Standing around idly, watching these throngs of ordinary Americans — non-elite, non-metropolitan, suburban and country folk (I live in the outer-outer fringes of the New York suburbs; there's a farm down the road) — I am struck by the great variety of physical types I see. I'm not talking about "diversity." There isn't actually much of that. Not many black Americans seem to go to Fall Festival, though I have no clue why this should be so. Nor do any but the teeniest proportion of the festival-goers look identifiably Hispanic (which I take to mean Amerindian or mestizo), though there is a large Hispanic population center a couple of miles away. There are plenty of East Asians, though — another data point to add to my developing theory that East Asians are the most easily-assimilable of all immigrant groups.

But no, I don't mean that kind of "diversity," I mean physical types: short, tall, straight, bent, pale, florid, blond, brunette, ecto-, meso-, and endomorphic, smooth and hairy, confident-looking and querulous, orthodontized and snaggle-toothed, erect and round-shouldered, oh-boy! lovely and oh-Lord! ugly, knobby Breughel peasant faces and soft pampered beauty-parlor ones, silver-haired Sicilian grandees, Irish both red and black, long-jawed Levantines and moon-faced Balts, strutting young bucks with pumped-up muscles and frail mottled old ladies who kissed the boys coming home in '45. What a parade of humanity! There is something about seeing people en masse like this in all their weird and wonderful variety that fills me with tender regard for my species. (That remark should not, of course, be taken as signifying any intention to disparage or denigrate other species.) Homo sap. are not such a bad lot.

That needs some qualification. You go to a carnival, you're going to see carny people. Where do they come from? Is there some ranch out in the Mojave desert where they breed these surly, slack-eyed, pony-tailed, tattooed, nicotine-stained wretches? (I'm gambling here that there are no carny people among the readership of National Review.) Where is Gordon MacRae? But milling around with my fellow citizens like this in a spirit of aimless work-evasion has put me in a good humor, and I can even smile at the carny people — especially with four half-gallon tubs of spicy pickles waiting in the car.

Other mysteries bob around in my idling brain. Looking at the rides, I wonder how on earth such contraptions survive in our lawyered-up society. Every so often one reads in the newspapers about someong being scalped, crushed, dismembered or eviscerated by an amusement-park ride. This is not surprising when you see the ancient, rusty devices shaking and juddering through their terrifying motions. I suppose they carry huge insurance premiums. That would certainly account for the startling ticket prices.

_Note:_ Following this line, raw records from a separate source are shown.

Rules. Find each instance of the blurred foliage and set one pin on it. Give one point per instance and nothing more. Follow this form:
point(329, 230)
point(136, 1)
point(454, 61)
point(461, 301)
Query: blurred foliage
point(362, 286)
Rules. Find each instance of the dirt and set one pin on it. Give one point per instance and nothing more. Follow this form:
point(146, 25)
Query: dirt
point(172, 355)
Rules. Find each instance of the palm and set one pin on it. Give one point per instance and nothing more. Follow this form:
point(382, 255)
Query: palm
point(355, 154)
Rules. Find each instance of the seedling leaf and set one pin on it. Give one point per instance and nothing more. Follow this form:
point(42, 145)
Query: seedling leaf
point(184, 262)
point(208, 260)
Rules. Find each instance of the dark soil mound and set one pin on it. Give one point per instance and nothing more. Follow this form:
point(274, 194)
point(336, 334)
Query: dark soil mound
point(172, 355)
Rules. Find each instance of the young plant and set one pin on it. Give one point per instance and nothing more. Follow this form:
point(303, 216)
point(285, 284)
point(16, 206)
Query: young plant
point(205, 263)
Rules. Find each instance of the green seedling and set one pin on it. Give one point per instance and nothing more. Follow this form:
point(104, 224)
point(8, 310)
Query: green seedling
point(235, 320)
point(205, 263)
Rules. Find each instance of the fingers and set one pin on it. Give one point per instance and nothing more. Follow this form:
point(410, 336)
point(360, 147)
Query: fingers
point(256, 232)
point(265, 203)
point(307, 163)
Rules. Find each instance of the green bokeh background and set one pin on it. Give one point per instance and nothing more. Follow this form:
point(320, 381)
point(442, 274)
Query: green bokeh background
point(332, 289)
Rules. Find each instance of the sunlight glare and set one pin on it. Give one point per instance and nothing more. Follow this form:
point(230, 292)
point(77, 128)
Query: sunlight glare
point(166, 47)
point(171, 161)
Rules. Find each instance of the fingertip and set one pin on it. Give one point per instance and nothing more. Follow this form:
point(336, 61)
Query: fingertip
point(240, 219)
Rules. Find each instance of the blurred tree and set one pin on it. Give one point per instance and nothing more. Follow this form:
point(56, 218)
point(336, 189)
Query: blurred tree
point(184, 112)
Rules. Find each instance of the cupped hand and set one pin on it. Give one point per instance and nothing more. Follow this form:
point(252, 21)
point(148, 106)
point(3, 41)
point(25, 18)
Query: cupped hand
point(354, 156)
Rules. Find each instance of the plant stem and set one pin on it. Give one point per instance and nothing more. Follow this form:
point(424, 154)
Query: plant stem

As cheesy as these holiday carnivals are, as little as there is to be said for them on a cultural level, they appeal to a conservative temperament. They are, in fact, conservative affairs, unchanged in most respects across the half-century I have been attending them, points of stillness in a changing world. I first shot a rifle — well, an air gun — at a fairground booth. I took my first girlfriend to a fair, and won her a huge stuffed-animal toy by an impressive display of marksmanship. (Should have claimed it back at the break-up.)

And back beyond the personal stretches the historical, for something of this kind has been going on for centuries — millennia, very likely. I imagine housewives were buying pickles at the fair, girls going to meet their coevals, boys to experience something thrilling, and Dads to escape their work, back when 'Omer smote 'is bloomin' lyre. Michael Henchard, later the Mayor of Casterbridge, sold his wife at a fair not unlike this one: "among the peep-shows, toy-stands, waxworks, inspired monsters, disinterested medical men who travelled for the public good, thimble-riggers, nick-nack vendors, and readers of Fate." I don't imagine a wife sale would go over very well in 2004 America … but at least I have got away from the election campaign for an afternoon.